Toulambi 1976 contact: fact or fable

Demise of the tuna; it could be sooner

BY PAUL OATES

THE CRY OF coastal PNG people Atung istap! (there’s a tuna boil!), could soon be just a thing of the past.

Further to PNG Attitude’s recent story, Tuna industry must not strip PNG resources, there’s increasing concern about the sustainability of world tuna and especially Pacific tuna stocks.

“Five of eight tuna species are now threatened or nearly threatened with extinction due to overfishing,” according to the Red List of Threatened Species, compiled by the Swiss-based International Union for the Conservation of Nature.

“Between 1940 and the mid-1960s, the annual world catch of the five principal market species of tunas rose from about 300 thousand tons to about one million tons, most of it taken by hook and line.

“With the development of purse-seine nets, now the predominant gear, catches have risen to more than four million tons annually during the last few years. Of these catches, about 68% are from the Pacific Ocean, 22% from the Indian Ocean, and the remaining 10% from the Atlantic Ocean and the Mediterranean Sea,” says the International Seafood Sustainability Foundation.

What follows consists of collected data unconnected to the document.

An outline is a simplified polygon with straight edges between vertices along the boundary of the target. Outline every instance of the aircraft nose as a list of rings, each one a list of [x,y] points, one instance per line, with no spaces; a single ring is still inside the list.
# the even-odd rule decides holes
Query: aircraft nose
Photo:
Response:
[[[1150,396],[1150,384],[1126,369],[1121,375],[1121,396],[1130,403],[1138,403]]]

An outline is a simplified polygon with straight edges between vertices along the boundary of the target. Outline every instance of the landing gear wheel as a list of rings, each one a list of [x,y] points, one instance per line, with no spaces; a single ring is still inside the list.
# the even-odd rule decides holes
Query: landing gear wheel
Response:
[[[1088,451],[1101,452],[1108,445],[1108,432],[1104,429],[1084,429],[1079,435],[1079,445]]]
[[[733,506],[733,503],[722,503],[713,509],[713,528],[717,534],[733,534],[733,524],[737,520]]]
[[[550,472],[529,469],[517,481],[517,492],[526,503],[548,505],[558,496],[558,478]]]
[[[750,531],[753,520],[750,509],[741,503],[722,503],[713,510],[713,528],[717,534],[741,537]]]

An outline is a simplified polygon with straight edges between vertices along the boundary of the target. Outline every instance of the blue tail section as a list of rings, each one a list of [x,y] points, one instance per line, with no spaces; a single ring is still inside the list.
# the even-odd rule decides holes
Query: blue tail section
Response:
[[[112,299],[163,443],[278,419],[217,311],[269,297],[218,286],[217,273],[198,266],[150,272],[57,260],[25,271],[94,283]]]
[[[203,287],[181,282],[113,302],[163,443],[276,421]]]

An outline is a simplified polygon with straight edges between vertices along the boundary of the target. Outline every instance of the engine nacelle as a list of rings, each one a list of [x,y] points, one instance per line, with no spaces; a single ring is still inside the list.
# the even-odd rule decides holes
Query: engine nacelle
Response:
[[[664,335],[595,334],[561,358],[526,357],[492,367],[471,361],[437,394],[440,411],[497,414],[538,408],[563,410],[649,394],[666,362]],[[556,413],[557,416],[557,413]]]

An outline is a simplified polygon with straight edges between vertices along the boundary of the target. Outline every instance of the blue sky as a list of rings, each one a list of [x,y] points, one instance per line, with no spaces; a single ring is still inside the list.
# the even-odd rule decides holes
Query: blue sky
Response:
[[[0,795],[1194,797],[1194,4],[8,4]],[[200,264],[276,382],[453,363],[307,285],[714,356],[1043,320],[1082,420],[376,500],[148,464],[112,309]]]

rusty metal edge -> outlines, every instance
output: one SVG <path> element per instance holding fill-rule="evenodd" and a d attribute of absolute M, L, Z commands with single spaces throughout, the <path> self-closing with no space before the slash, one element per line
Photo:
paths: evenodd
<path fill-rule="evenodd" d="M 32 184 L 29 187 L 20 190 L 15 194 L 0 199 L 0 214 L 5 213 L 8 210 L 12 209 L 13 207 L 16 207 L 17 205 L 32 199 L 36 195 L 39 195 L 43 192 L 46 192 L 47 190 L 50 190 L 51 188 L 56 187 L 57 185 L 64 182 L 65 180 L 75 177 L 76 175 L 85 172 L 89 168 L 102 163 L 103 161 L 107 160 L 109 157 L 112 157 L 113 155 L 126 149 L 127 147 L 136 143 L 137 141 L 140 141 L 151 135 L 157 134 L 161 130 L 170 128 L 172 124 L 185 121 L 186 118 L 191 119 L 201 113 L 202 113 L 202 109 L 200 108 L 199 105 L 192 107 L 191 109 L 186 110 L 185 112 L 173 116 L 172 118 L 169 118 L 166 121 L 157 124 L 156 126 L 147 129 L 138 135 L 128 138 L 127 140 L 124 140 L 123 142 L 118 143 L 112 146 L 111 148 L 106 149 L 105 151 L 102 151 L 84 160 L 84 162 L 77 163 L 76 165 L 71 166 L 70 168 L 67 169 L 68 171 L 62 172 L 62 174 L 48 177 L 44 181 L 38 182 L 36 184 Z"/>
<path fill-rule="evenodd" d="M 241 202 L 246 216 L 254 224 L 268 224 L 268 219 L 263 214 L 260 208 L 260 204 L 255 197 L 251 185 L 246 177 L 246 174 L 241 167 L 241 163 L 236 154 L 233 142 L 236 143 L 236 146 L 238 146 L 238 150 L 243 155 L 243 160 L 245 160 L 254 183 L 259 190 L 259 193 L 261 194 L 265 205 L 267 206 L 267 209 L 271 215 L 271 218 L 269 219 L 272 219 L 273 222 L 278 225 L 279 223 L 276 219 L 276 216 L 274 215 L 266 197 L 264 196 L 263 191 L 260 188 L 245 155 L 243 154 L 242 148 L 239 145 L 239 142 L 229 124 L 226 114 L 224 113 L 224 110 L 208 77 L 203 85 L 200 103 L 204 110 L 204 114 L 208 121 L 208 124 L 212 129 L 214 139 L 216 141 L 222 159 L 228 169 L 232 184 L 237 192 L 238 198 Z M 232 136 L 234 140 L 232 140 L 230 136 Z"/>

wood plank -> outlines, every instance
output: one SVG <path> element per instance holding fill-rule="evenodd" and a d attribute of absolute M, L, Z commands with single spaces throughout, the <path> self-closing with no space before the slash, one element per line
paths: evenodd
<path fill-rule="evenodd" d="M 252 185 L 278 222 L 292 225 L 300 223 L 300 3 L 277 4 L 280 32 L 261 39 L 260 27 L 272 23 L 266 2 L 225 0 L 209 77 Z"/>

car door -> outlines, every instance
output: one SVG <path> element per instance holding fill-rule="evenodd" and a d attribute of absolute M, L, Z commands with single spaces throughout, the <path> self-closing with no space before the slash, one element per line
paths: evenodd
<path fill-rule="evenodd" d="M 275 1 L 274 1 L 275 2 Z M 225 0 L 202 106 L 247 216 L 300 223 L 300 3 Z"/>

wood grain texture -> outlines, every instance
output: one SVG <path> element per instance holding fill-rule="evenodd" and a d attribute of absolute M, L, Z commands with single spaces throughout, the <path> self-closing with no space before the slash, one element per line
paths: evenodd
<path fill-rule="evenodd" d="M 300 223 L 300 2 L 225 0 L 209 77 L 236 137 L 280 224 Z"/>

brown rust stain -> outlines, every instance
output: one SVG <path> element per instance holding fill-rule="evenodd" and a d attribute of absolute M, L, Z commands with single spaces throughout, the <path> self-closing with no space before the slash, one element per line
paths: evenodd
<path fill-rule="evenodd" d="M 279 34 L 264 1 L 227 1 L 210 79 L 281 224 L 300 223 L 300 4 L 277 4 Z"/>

A recent ABC news report highlights that “the Solomon Islands government has ordered all tuna fishing fleets operating in its 200-mile exclusive economic zone to stop fishing”.

And an AFP article, Tuna species under threat, claims that “up to 90% of many large, open-water fish have been depleted by industrial-scale fishing over the last half-century, and marine scientists warn that continued harvesting could lead to irreversible declines of some species.  Because many are at the top of the food chain, their disappearance could also disrupt delicately balanced ecosystems.

In the case of tuna species, the researchers concluded that “the most efficient way to avoid collapse is to shut down the fisheries until stocks are rebuilt to healthy levels.  Scientific findings should not be discarded in order to maintain short-term profit,” the article went on to say.

So where does this leave PNG?  Well, according to the managing director of the PNG Fisheries Authority, Sylvester Pokajam, four new tuna processing plants will open shortly.

Mr Pokajam claims PNG will be able to sustainably manage its national tuna stocks.  However tuna is a pelagic fish and travels long distances through many different national economic fishing zones.

Hopefully the history of being able to sustainably manage marine resources won’t mimic the history of managing that other sustainable national resource, PNG forests.